The 2014–15 New Orleans Privateers men's basketball team represented the University of New Orleans during the 2014–15 NCAA Division I men's basketball season. The Privateers were led by fourth year head coach Mark Slessinger and played their home games at Lakefront Arena. They were new members of the Southland Conference.

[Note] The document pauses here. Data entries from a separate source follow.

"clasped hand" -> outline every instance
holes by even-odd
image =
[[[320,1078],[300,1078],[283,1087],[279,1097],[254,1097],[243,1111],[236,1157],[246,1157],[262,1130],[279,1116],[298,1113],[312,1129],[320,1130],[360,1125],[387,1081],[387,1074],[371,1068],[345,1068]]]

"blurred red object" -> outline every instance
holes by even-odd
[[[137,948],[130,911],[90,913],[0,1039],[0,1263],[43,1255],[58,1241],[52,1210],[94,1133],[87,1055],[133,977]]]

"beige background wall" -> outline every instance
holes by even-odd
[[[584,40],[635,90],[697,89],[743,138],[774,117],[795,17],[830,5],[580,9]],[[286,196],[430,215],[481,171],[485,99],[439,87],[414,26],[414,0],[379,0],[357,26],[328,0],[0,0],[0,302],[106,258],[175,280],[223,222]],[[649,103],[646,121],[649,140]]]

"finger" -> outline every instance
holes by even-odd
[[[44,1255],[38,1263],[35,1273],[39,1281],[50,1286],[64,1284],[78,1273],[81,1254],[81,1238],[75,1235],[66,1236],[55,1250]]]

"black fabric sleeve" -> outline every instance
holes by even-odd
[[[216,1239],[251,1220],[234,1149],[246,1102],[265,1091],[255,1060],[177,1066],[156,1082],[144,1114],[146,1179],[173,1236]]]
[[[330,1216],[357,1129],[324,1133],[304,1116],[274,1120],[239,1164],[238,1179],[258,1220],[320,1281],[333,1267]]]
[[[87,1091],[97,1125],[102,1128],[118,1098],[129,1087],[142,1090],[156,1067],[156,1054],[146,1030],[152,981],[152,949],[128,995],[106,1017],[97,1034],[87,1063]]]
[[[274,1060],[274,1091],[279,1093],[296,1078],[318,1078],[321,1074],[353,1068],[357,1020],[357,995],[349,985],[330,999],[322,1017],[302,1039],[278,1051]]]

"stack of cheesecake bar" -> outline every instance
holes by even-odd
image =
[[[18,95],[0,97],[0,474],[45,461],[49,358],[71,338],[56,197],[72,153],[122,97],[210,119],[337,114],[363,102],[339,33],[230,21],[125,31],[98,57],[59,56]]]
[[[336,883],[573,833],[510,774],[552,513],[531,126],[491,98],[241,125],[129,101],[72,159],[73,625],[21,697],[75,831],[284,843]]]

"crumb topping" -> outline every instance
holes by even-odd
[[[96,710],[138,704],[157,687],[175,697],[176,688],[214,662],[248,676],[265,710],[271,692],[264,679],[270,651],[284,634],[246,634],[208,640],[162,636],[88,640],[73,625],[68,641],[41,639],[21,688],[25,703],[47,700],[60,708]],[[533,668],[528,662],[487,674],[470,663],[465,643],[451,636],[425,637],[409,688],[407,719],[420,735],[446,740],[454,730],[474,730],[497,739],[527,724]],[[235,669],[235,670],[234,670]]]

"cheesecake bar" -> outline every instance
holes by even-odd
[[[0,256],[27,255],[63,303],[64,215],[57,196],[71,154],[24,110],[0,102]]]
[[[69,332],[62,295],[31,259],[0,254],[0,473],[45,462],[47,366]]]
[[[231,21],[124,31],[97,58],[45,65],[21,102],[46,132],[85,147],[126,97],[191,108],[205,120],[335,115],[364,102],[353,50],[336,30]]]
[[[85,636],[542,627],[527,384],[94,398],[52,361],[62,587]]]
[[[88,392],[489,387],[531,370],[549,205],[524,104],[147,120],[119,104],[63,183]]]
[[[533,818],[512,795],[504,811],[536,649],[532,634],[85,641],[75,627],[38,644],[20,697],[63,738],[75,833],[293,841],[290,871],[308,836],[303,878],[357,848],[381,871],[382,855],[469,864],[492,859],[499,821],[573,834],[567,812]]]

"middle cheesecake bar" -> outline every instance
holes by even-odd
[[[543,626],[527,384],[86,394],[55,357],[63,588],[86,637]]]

The Privateers were picked to finish ninth (9th) in both the Southland Conference Coaches' Poll and the Sports Information Directors Poll. The team finished the season with an 11–18 overall record including a record of 1–1 in the 2015 Southland Conference Men's Basketball Tournament. The Privateers finished conference play tied for tenth place with a final record of 6–12.

==Schedule==
Source

| Out of Conference |

| Conference Games |

| Date time, TV | Opponent | Result | Record | Site (attendance) city, state |
Out of Conference
| 11/18/2014* 7:45 pm | Pensacola Christian | W 88–61 | 1–0 | Lakefront Arena (856) New Orleans, LA |
| 11/20/2014* 7:00 pm | at TCU | L 71–86 | 1–1 | Wilkerson-Greines Activity Center (3,425) Fort Worth, TX |
| 11/28/2014* 12:00 pm, SECN | at Texas A&M | L 65–87 | 1–2 | Reed Arena (5,281) College Station, TX |
| 11/30/2014* 2:00 pm | at Denver | L 60–79 | 2–2 | Magness Arena (1,468) Denver, CO |
| 12/06/2014* 6:15 pm | Crowley's Ridge | W 100–85 | 2–3 | Lakefront Arena (983) New Orleans, LA |
| 12/13/2014* 9:30 pm | at San Diego | L 60–85 | 2–4 | Jenny Craig Pavilion (1,662) San Diego, CA |
| 12/19/2014* 7:05 pm | at Southern Illinois | W 56–52 | 3–4 | SIU Arena (4,485) Carbondale, IL |
| 12/22/2014* 6:05 pm, BTNPlus | at Indiana | L 59–79 | 3–5 | Assembly Hall (13,182) Bloomington, IL |
| 12/30/2014* 7:45 pm | Central Baptist | W 90–60 | 4–5 | Lakefront Arena (512) Lake Charles, LA |
Conference Games
| 01/05/2015 7:45 pm | Lamar | W 72–67 | 5–5 (1–0) | Lakefront Arena (581) New Orleans, LA |
| 01/10/2015 6:15 pm | Sam Houston State | L 62–68 | 5–6 (1–1) | Lakefront Arena (806) New Orleans, LA |
| 01/12/2015 7:30 pm | at Incarnate Word | L 66–97 | 5–7 (1–2) | McDermott Center (412) San Antonio, TX |
| 01/17/2015 7:00 pm | at Houston Baptist | L 73–74 | 5–8 (1–3) | Sharp Gymnasium (907) Houston, TX |
| 01/19/2015 7:00 pm | at Stephen F. Austin | L 54–79 | 5–9 (1–4) | William R. Johnson Coliseum (5,124) Nacogdoches, TX |
| 01/24/2015 6:15 pm | Texas A&M–Corpus Christi | L 67–71 ^{OT} | 5–10 (1–5) | Lakefront Arena (1,079) New Orleans, LA |
| 01/26/2015 7:00 pm | Central Arkansas | W 87–67 | 6–10 (2–5) | Lakefront Arena (340) New Orleans, LA |
| 01/31/2015 3:00 pm | at McNeese State | L 61–68 | 6–11 (2–6) | Burton Coliseum (2,128) Lake Charles, LA |
| 02/02/2015 7:30 pm | at Nicholls State | L 55–67 | 6–12 (2–7) | Stopher Gym (1,113) Thibodaux, LA |
| 02/07/2015 4:00 pm, ESPN3 | at Central Arkansas | L 67–70 | 6–13 (2–8) | Farris Center (985) Conway, AR |
| 02/09/2015 7:00 pm | McNeese State | W 81–71 | 7–13 (3–8) | Lakefront Arena (493) New Orleans, LA |
| 02/16/2015 7:00 pm | Texas A&M–Corpus Christi | L 53–55 | 7–14 (3–9) | Lakefront Arena (1,270) New Orleans, LA |
| 02/21/2015 6:15 pm | at Northwestern State | L 84–87 | 7–15 (3–10) | Lakefront Arena (510) New Orleans, LA |
| 02/23/2015 7:00 pm | at Southeastern Louisiana | W 74–73 | 8–15 (4–10) | University Center (749) Hammond, LA |
| 02/28/2015 6:15 pm | at Abilene Christian | W 75–55 | 9–15 (5–10) | Lakefront Arena (879) New Orleans, LA |
| 03/02/2015 7:00 pm | Nicholls State | L 79–89 | 9–16 (5–11) | Lakefront Arena (609) New Orleans, LA |
| 03/05/2015 7:45 pm | Southeastern Louisiana | W 85–79 | 10–16 (6–11) | Lakefront Arena (1,048) New Orleans, LA |
| 03/07/2015 3:00 pm | at Northwestern State | L 78–88 | 10–17 (6–12) | Prather Coliseum (2,442) Natchitoches, LA |
Southland tournament
| 03/11/2015 7:30 pm | vs. Nicholls State | W 82–73 | 11–17 | Merrell Center (1,029) Katy, TX |
| 03/12/2015 7:30 pm | vs. Texas A&M–Corpus Christi | L 58–61 | 11–18 | Merrell Center (1,213) Katy, TX |
*Non-conference game. ^{#}Rankings from AP Poll. (#) Tournament seedings in parentheses. All times are in Central Time.